While in the past lenders allowed car dealers and brokers to decide on the interest rate themselves based on a pricing scale from a ‘base rate’ up to a prescribed maximum rate, now the lender will be responsible for determining the rate applied to the loan.
The old flex model created the impetus for dealers and brokers to set the highest interest rate possible within that range in order to generate a higher upfront commission. The onus was on the consumer to negotiate or shop around for a better rate.
“There was no criteria used to set the interest rate, which was shown to result in opportunistic pricing arrangements,” ASIC said. “The commission paid on a loan was determined by the 'flex amount' – which was the difference between the base rate and the interest rate of the loan sold to the consumer.”
As a result, consumers were paying very high interest rates on their car loans.
The new model should improve lending practices and make the pricing process more transparent. Consumers should be offered an interest rate that is based on their financial position and credit score, rather than their ability to negotiate, according to ASIC. Lenders who do not comply will face penalties of up to $420,000 per contravention.

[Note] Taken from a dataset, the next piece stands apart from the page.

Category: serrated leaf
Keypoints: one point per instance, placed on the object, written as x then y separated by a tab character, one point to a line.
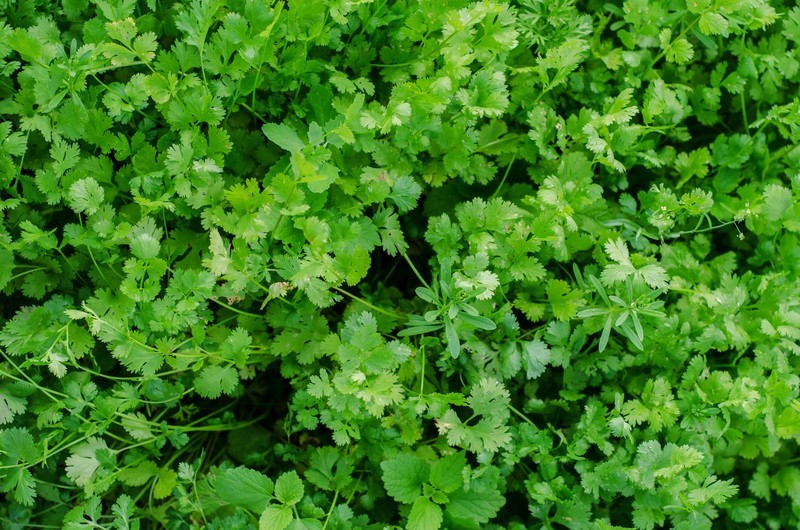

While the dealer or broker can’t suggest a different rate to earn them more commission, there will be some play to discount the interest rate if it benefits the consumer. So while that will reduce the commission they earn, it will give clients a better deal and may help brokers win business over the car yard. Brokers also have access to more lenders, while car yards are generally limited to one or two, so that’s definitely an advantage that brokers can emphasise.